Bilmeyenler için kısaca özetleyelim "B" planını;Madem bizi içeri almıyorlar bizde gizlice içeri girer şeklimizi yaparız dedik.Atkılarımızı kamufle edip spor salonun karşısındaki Simit salonunda mevzillendik.İki arkadaşı bilet aldırmaya gönderdik.

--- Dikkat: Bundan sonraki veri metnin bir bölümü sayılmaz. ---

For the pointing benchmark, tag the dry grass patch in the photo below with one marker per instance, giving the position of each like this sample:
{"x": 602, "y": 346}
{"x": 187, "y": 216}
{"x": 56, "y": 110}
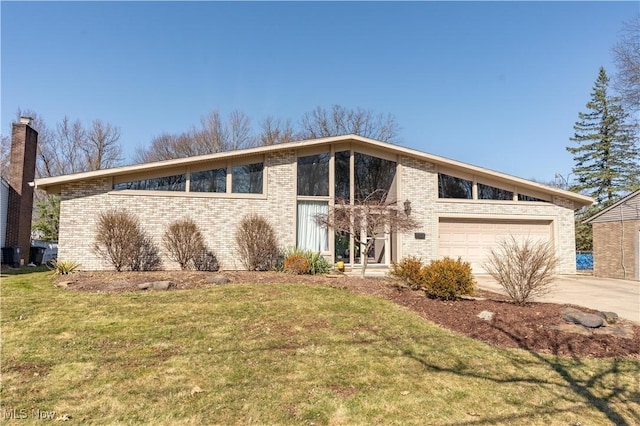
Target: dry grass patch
{"x": 281, "y": 354}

Mahallenin piyasa mekanı olan simitçi biranda bizim karargahımız olmuştu.Görüş açımızda mükemmel olunca hem izleme hemde bekleme bakımından daha iyi bir üs bulmak imkansızdı neredeyse.Ümraniyedeki bütün Beşiktaşlıların B planını devreye soktuğunu "caddenin her tarafında atkısız bir sürü insanın dolaşmasıyla" anladık.Bunların bir çoğu çemberden kaçan veya yeni gelen tanıdık simalar,arkadaşlar,dostlardan oluşuyor olmasıydı..Hatta en ilginci birkaç fenerlinin ara sokakta atkılarını içlerine sararak ana caddeden salona doğru gitmesiydi.

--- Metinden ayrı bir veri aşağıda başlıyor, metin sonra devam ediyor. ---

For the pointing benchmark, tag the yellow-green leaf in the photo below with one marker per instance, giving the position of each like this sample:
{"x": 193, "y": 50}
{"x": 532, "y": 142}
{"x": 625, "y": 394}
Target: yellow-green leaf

Biletleri alıp dağıttık aramızda ve gene 2 kişiyi salona girmesi ve içerde bize en uygun tribünü haber etmesi için gönderdik.Teker teker girerek orada toplanacaktık sessizce sonrası malum.Biz öncülerimizden haber beklerken polisde caddede gözüne kestirdiği atkısız insanları zorla topluyor ve çembere atmaya çalışıyordu.Hatta kız arkadaşıyla geçmekde olan siyah beyaz atkılı bir gencide almaya kalktı.Polis toplama olayını okadar abarttıki simitçinin içine girip boşaltın dedi.Zaman geçiyor çember tehlikesini ara ara atlatırken dağılanlarla karargahımızda gene öbekleniyorduk.Öncülerimiz ellerinde bilet olmasına rağmen içeri girememişlerdi.Fener yönetimi içeri sızacak Beşiktaşlılardan okadar korkmuş olmalıki kapıda bekleyen ellerinde bilet olan kimseyi içeri almıyordu.Kapıda fener atkılı insanlar,ailelerde vardı üstelik.Polis çemberindeki yaklaşık 300 ve bizim gibi caddeye dağılmış 100 kadar Beşiktaşlı kardeşlerimiz içeri alınmazken olaylardan habersiz Trt spikeride canlı yayında "Beşiktaş taraftarı takımını yalnız bıraktı Alagaşta" diyormuş. İyiki spikerin bu sözleri orada öğrenilmedi.

Ellerimizde biletler varken,salonun boş olmasına rağmen içeri alınmasakda bir pazar gününü daha Beşiktaşımızın peşinden koşarak geçirdik.Günün en anlamlı sözü "Geldik,göremedik,yendik" idi.